What is a friend? A single soul dwelling in two bodies. ~Aristotle

First, my apologies to all who follow the blog in that it's been way too long.
Life is further settling into a more reliable pace. We have schooling straigthened out for next year. Lucas and Helen will attend School A, while Thomas will attend School B (where he is currently). By the beginning of the school year, we will have a car, so we can say "Goodbye" to the 5:40 AM wake-up call. Thomas seemed pleased to stay at his current school. From the covert sightings on campus from reliable sources: he fits in, has become "one of the most popular kids in his class," was spotted with a blonde at the playground and is, apparently, quite the player.
Currently, Sam is in Ethiopia. He's teaching finance at Addis Ababa University. This was another benefit for the move to Abu Dhabi. Being so close to Ethiopia, we knew we'd have a frequent opportunity to travel to Helen's homeland. Sam will be there two weeks before we get there. Actually, 11 more days, but who's counting?
The kids are very excited to visit Ethiopia. Of the three who are old enough to comprehend, Thomas is probably the most excited. The first thing he wants to buy is a traditional Ethiopian outift, so he can wear it and "look just like everyone else there." No one's going to notice the Norwegian looking blonde child with ice blue eyes. Got Farenji?
And, I have to say, I love that about the children. It's not to say they don't notice color or they're "colorblind." To raise your children in a world that's colorblind negates the unique qualities between us. However, I like that despite the fact they understand race, it just doesn't matter. Helen is "African" or "from Ethiopia" or as she calls herself, "Chocolate." It's really not an identifying factor. Especially in Abu Dhabi. Everyone is from somewhere else. Asking, "Where are you from?" does not hold the implication it often did in the States. Here, it simply means, "Where are you from?" Everyone from America is American, regardless of color. "You from America? I love America too much! Obama is too much good!"

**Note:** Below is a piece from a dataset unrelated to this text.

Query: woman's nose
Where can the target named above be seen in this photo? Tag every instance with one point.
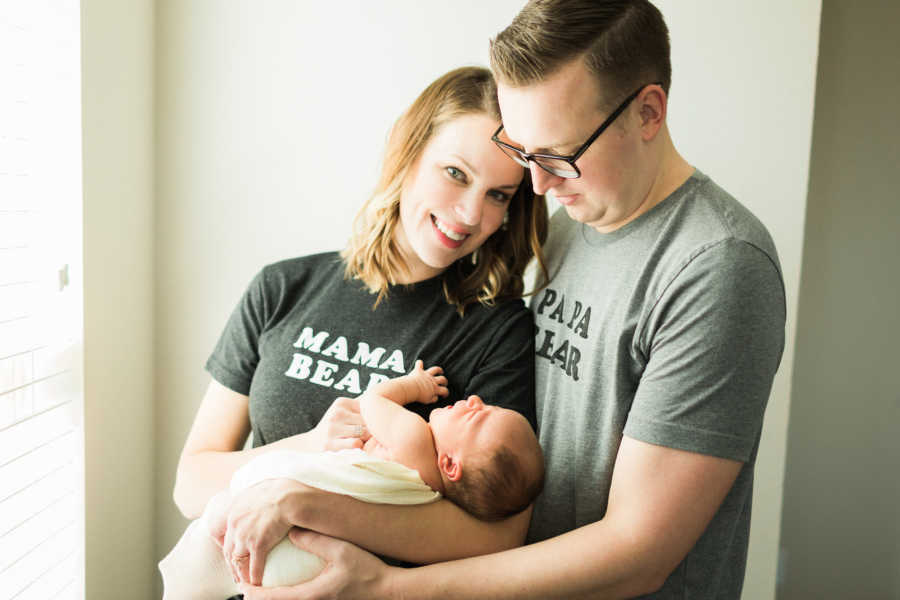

Which might be why I'm looking forward to going back to the US. There's always something exciting about going "home." At some point, Helen will have this feeling about two places. Ethiopia is not her home country in her mind now (as she remembers very little, other than our home), but we are trying to raise her in a way that allowsher to have pride in the fact that she is of two cultures.
And, in the end, that's really all you can do. Raise them to be good people, be kind to others. . .no matter where in the world they're from.

To end, Dennis Leary said it best: Racism isn't born, folks, it's taught. I have a two-year-old son. You know what he hates? Naps! End of list.